Garrett’s first year with the festival as a young assistant director was on The Taming of the Shrew in 1995. Charged with maintaining the show after the director departed, she says, “It was the hottest summer on record that any of us can recall. We would leave the park and it would still be 100 degrees.” During one performance, an astonished Garrett noticed that the actors performing on an overhead scaffold above the stage were consuming Gatorade and popsicles — apparently stashed in a concealed cooler. She then saw them silently offer — and toss — popsicles down to the performers acting below. Initially shocked, she soon discovered that because of the triple-digit temperatures, the stage manager had given them permission to eat and drink on stage. Backstage, some actors sneak a round of Frisbee in their off-time, though Garrett dreads they will twist an ankle on the uneven park terrain or get whacked in the head.

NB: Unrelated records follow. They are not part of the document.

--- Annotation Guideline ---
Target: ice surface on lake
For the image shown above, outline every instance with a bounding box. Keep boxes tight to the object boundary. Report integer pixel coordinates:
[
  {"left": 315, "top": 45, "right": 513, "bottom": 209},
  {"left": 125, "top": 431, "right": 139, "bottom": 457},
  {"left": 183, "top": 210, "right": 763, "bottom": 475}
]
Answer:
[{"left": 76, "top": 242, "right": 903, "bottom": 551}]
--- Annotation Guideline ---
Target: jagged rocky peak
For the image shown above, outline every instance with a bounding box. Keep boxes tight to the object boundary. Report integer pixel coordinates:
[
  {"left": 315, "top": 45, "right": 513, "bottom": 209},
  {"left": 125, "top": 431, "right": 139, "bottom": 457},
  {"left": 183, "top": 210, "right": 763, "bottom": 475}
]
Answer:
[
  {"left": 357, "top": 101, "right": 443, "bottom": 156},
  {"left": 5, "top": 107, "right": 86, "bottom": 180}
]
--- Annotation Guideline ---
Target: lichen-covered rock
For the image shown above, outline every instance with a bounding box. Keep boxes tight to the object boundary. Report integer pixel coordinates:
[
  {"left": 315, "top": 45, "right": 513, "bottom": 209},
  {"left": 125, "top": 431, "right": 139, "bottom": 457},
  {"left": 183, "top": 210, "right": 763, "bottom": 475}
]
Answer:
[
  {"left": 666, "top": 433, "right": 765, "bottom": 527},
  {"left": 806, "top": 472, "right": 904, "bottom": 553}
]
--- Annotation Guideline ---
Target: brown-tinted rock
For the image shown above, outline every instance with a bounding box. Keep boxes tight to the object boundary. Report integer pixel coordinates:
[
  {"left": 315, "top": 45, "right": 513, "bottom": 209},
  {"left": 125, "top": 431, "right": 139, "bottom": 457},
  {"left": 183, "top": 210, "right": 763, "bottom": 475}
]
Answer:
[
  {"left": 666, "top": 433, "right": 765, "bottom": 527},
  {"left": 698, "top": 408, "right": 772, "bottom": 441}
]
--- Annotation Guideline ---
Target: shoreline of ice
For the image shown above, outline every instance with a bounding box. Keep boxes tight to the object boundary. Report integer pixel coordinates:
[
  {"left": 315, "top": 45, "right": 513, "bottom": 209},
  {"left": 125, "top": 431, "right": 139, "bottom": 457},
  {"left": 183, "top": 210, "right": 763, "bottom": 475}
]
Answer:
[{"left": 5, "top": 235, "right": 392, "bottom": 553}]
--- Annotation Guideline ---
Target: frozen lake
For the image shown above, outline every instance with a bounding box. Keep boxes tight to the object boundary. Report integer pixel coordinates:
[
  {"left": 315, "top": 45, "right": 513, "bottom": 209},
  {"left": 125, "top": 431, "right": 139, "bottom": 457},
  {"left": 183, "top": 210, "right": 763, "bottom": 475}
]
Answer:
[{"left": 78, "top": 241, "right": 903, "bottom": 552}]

Wild animals are another challenge. Southmoreland Park was originally named Squirrel Park, and squirrels have a propensity for raining down walnuts in the wooded green patch behind the stage. During one particularly rowdy performance last summer, a squirrel leaped from a tree into the audience. Then, halfway through the second act, stage manager Jinni Pike and sound designer Rusty Wandall discovered a possum nestled among the cables in the back of the sound board case. The show went on without a hitch, but they had to prevent it from escaping until the performance concluded and the park cleared.

With only three year-round employees, the festival operates on a very tight budget and most of the money it raises goes back into the next season. Garrett spends most of her time coordinating administrative and financial activities: writing grants, raising funds, soliciting sponsors, marketing, creating a budget, and doing an annual audit. The festival holds one gala fundraiser every February, sometimes supplemented by smaller events. This fall, selected festival artists will collaborate with the Bach Aria Soloists to combine Shakespeare’s text with orchestral music. The education department, headed by Kara Armstrong, offers summer camps, workshops, and year-round school programs, and Strauss is particularly proud of their success. A new festival ambassador, an outsized, costumed interpretation of Shakespeare known as “Good Will,” travels to community events and connects with children and families.

After 20 seasons, the Heart of America Shakespeare Festival is still outdoors, professional, and free, but it has grown and evolved from its infancy when the stage, erected at the north end of the park, faced due south and mounted policemen patrolled on horseback. Given the opportunity to begin again, Strauss says, “I wouldn’t do anything differently.” Shakespeare is “the greatest storyteller that ever lived,” and “the festival has brought me more fulfillment, more joy, and more pleasure than Broadway.”

Thomas Canfield is the dramaturge for the Heart of America Shakespeare Festival and an instructor of theatre, English, and humanities.